弟子を受け入れる者への報い(マタイ 10:40–42)
“イエスの心を生きる弟子を受け入れることは、イエスご自身を受け入れることと同じであり、 その行為には神からの確かな報いがある” という深い霊的原則を示しています。
1. 弟子を受け入れることは、イエスを受け入れること(10:40)
-
「あなたがたを受け入れる者は、わたしを受け入れる」
-
弟子は イエスの心を生きる者。
-
だから、弟子を受け入れることは、 イエスの心を受け入れることと同じ意味を持つ。
-
さらに、イエスを受け入れることは、 イエスを遣わした父を受け入れることにつながる。
ポイント
弟子を受け入れることは、イエスの働きに心を開くこと。
2. 神の働きを担う者を受け入れることは、その働きを受け入れること(10:41)
-
「預言者を預言者として受け入れる者は、預言者の報いを受ける」
-
「義人を義人として受け入れる者は、義人の報いを受ける」
-
これは、 その人が担っている神の働きを尊重し、受け入れることが、 神の働きそのものを受け入れることになるという意味。
ポイント
神の働きを担う者を受け入れることは、神の働きを受け入れること。
3. 最も小さな者への小さな行為にも、神は報いを与える(10:42)
-
「小さな者に冷たい水一杯を与える者は、決して報いを失わない」
-
“小さな者”とは、 名もなく、力もなく、評価されない弟子のこと。
-
冷たい水一杯という“最小の親切”でさえ、 神は見逃さず、報いを与える。
ポイント
神の国では、最小の愛の行為が永遠の価値を持つ。
4. この教えが示す霊的原則
① 心の向きが神に向いている者を受け入れることは、神を受け入れること
→ 弟子はイエスの心を生きる者だから。
② 神の働きを尊重する者は、その働きの祝福に参与する
→ 報いは「働きの結果を共有する」という意味。
③ 小さな愛の行為は、神の国では決して小さくない
→ 神は心の向きを見ておられる。
5. 「弟子に親切にした=救われた」ではない
ここに注意が必要です。イエスの弟子に対して親切にしていたからといって、それがそのまま救われているということにはなりません。

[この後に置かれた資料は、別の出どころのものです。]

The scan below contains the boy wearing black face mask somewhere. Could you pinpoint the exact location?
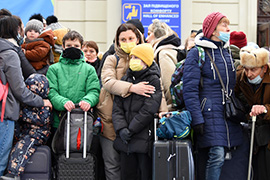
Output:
[47,31,100,130]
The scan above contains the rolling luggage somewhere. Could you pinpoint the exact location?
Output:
[20,145,51,180]
[153,115,195,180]
[56,109,96,180]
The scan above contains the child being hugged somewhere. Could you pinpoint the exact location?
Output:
[112,44,162,180]
[22,19,55,75]
[1,74,51,179]
[47,31,100,131]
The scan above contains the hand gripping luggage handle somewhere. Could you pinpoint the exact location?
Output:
[66,107,87,158]
[247,116,256,180]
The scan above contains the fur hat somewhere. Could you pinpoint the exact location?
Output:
[25,19,43,34]
[240,46,269,68]
[130,43,154,67]
[203,12,226,39]
[127,19,144,34]
[25,73,49,99]
[230,31,247,49]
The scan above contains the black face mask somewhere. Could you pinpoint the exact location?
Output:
[62,47,83,60]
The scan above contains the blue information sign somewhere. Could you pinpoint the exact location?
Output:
[122,0,181,37]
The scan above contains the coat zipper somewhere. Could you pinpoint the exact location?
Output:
[219,47,231,149]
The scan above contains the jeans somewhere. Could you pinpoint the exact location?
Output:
[0,119,15,176]
[205,146,225,180]
[100,136,121,180]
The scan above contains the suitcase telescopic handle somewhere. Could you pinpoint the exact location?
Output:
[66,109,87,158]
[154,113,159,141]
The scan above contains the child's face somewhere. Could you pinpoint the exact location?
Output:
[82,46,97,63]
[63,39,82,49]
[26,29,39,40]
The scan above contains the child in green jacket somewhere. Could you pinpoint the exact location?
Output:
[47,31,100,128]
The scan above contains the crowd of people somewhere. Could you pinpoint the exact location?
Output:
[0,9,270,180]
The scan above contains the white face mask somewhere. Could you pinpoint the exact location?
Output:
[247,74,262,85]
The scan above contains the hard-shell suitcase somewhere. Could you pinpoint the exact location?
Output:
[57,112,95,180]
[20,145,51,180]
[153,115,195,180]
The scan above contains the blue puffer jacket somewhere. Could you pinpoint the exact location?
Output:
[183,34,242,148]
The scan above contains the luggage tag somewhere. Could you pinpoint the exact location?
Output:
[225,151,232,160]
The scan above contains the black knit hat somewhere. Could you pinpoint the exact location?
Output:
[127,19,144,34]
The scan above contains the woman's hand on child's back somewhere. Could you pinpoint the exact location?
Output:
[129,82,156,97]
[43,99,52,109]
[64,101,75,112]
[79,101,91,111]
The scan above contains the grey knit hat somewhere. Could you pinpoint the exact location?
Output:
[25,19,43,34]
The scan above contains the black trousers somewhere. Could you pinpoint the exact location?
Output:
[120,152,152,180]
[252,145,270,180]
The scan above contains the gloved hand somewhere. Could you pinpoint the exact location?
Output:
[193,124,204,135]
[119,128,131,144]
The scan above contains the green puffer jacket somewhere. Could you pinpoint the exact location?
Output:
[47,56,100,128]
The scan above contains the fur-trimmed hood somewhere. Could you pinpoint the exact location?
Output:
[195,33,229,49]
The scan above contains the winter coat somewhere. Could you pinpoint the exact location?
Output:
[153,34,181,110]
[230,45,240,69]
[183,35,242,148]
[97,36,168,141]
[22,29,54,70]
[112,63,162,153]
[0,38,44,121]
[47,52,100,128]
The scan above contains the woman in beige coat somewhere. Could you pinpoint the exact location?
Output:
[97,24,167,180]
[146,19,181,110]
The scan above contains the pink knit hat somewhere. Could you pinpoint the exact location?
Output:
[203,12,226,39]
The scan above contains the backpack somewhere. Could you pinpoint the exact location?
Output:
[157,110,192,139]
[170,46,205,109]
[0,79,8,122]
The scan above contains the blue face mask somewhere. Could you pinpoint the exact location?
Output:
[248,75,262,85]
[17,34,23,46]
[217,31,230,43]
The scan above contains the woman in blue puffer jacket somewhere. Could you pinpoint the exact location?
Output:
[183,12,242,180]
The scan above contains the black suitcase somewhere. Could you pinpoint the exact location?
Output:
[56,112,95,180]
[20,145,51,180]
[153,118,195,180]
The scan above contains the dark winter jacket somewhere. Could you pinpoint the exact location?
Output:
[0,38,44,121]
[183,33,242,148]
[112,63,162,153]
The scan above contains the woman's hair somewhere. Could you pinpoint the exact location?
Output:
[0,16,19,40]
[82,41,98,54]
[116,23,143,46]
[63,30,83,46]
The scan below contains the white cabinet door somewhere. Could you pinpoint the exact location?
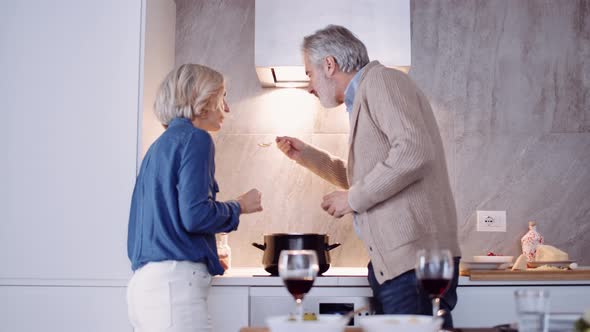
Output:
[209,286,249,332]
[0,286,133,332]
[453,285,590,327]
[0,0,142,280]
[0,0,143,332]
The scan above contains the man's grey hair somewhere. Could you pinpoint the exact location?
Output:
[301,24,369,73]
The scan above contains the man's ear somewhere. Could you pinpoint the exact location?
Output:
[324,55,338,77]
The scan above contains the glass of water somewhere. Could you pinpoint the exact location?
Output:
[514,289,549,332]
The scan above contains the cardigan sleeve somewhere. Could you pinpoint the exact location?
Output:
[298,145,348,189]
[349,69,434,213]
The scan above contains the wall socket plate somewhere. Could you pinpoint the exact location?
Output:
[477,210,506,232]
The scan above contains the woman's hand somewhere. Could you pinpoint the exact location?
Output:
[237,189,262,214]
[275,136,307,162]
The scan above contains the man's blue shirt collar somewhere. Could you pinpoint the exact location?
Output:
[344,67,365,113]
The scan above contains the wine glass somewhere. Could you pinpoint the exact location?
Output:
[279,250,319,321]
[416,249,454,318]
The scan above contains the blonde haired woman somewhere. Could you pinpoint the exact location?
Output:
[127,64,262,332]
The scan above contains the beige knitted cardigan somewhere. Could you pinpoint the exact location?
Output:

救いは弟子との関係ではなく、主イエスとの関係の中にあるからです。
しかし、イエスに心を開いているという証ではあるので、その人をイエスに導くことは難しいことではありません。
その時に大切なのは、教義や教理、神学や宗教組織、教師や聖職者につなげるのではなく、イエスに繋がれるように導くことです。
6. まとめ
弟子を受け入れる者への報い(10:40–42)とは、 イエスの心を生きる者を受け入れることが、 イエスと父を受け入れることにつながり、 その行為には神からの確かな報いがあるという教え。 最小の愛の行為でさえ、神は見逃さず、永遠の価値を与える。